We are talking about Apple, the corporate descendant of Steve Jobs, which will release a series of new products, starting to iPhone 6 which could very well spark another tech rally, or crunch.
Investors will be looking at the Apple releases and deciding whether the tech giant has rediscovered the mojo Steve Jobs gave the company before his death, or continues to struggle for inspiration.
Apple shares ended trading Friday night, our time, in a holding pattern on Friday, closing up 0.9% to $US98.97 ahead of the big launch, which will hark back to the company’s foundations three decades ago.
The company will launch the 6th version of the iPhone (with a watch type device also tipped for release) at the Flint Center in Cupertino in California, which is where Apple and Jobs first launched the Macintosh computer 30 years ago.
Apple is expected not only to reveal the sixth version of the iPhone, but with two models, clearly identified as the Pro and the Air, instead of the C and S classifications, as with some previous models.
That seems to be a new move by the company to bring the same identification to iPhones that exists in its lap tops (the Mac Pro and the Air (lighter, smaller version).
The two new iPhones will come with larger screens expected to be made of a tough new sapphire material.
One version reportedly will have a 4.7-inch display (up from 4 inches for the iPhone 5), and Apple will also introduce the other with a 5.5-inch screen, as a competitor to Samsung’s Galaxy Note.
Media reports suggest that Apple will double the maximum amount of storage in the new phones to 128 gigabytes.
And Apple is expected to make its long-awaited entrance into the wearable computing market with what some are calling the iWatch.
The watch will give consumers access to Apple’s iOS operating system on their wrists, taking on Android-powered smartwatches from Samsung and LG and Intel, this week.
Apple is also expected to reveal an updated version of the iOS (version 8).
Apple is aiming the new iPhone for the Christmas and holiday shopping season. In 2013, Apple sold 51 million iPhones during the last quarter of the year, almost 7% more than the final quarter of 2012.
One possible new feature for the new phone and perhaps other existing products is the iWallet, which would get Apple into mobile payments (like the near field credit cards).
And then there’s the US jobs report for August which surprised on the downside, helping markets finish a messy week on an up note as investors pushed out the timing of the Fed’s first rate rise since late 2008.
The report showed the number of new jobs created fell to just 142,000, and an additional 28,000 jobs were cut from the reports in June and July.
It was the smallest rise since December, and fell well short of the 228,000 gain forecast by the market. But there were one off factors in retailing and car making which seem to have impacted the report, as well as a drop in the number of people looking for work.
The latter saw the unemployment rate drop to 6.1% to match a six-year low.

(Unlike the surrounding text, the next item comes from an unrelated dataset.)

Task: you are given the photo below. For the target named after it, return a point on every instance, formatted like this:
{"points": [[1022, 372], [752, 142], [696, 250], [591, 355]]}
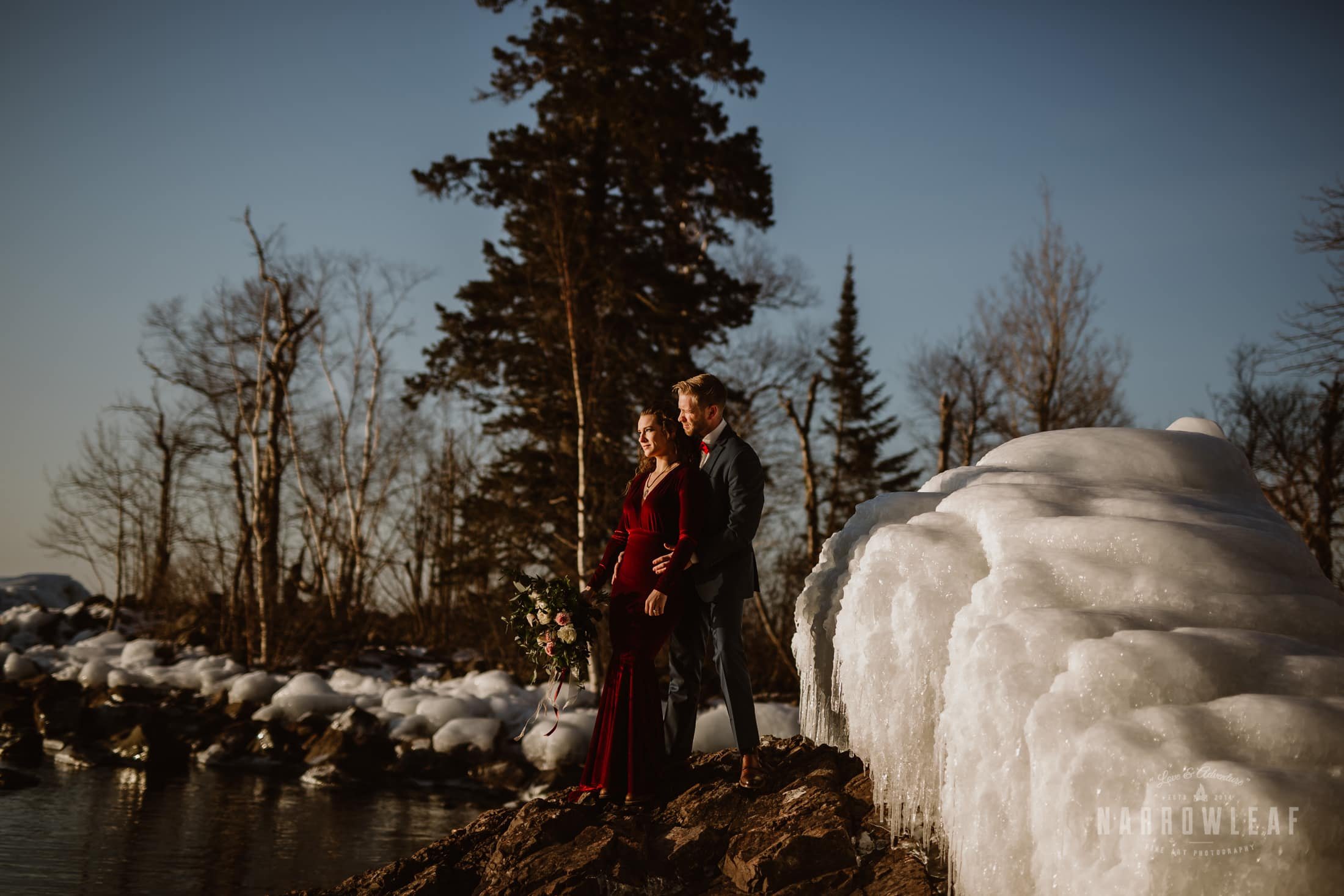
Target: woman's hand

The hiring slowdown ended a six-months of 200,000 or more jobs a month being created.
US jobs print disappoints
But digging deeper into the report, the drop came from a couple of short term factors – thousands of employees at a supermarket chain in New England called Market Basket had their hours cut or they walked off the job to protest the firing of a well-liked chief executive. That strike has now been resolved.

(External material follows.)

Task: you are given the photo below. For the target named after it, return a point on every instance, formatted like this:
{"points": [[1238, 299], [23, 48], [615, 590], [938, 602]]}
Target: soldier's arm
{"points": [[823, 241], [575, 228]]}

And US car makers Auto laid off fewer workers in July ahead model changes, so they recalled fewer employees than usual in August.
US analysts say its likely the report will be upgraded in the monthly reports in the next two months.
But the best sign from the report was an increase in hourly wages after no change in July. Wages rose 0.2% to $US24.53.
That left wages over the past 12 months up just 2.1%, about steady with inflation, which is an improvement on being substantially behind inflation, as they were earlier in the year.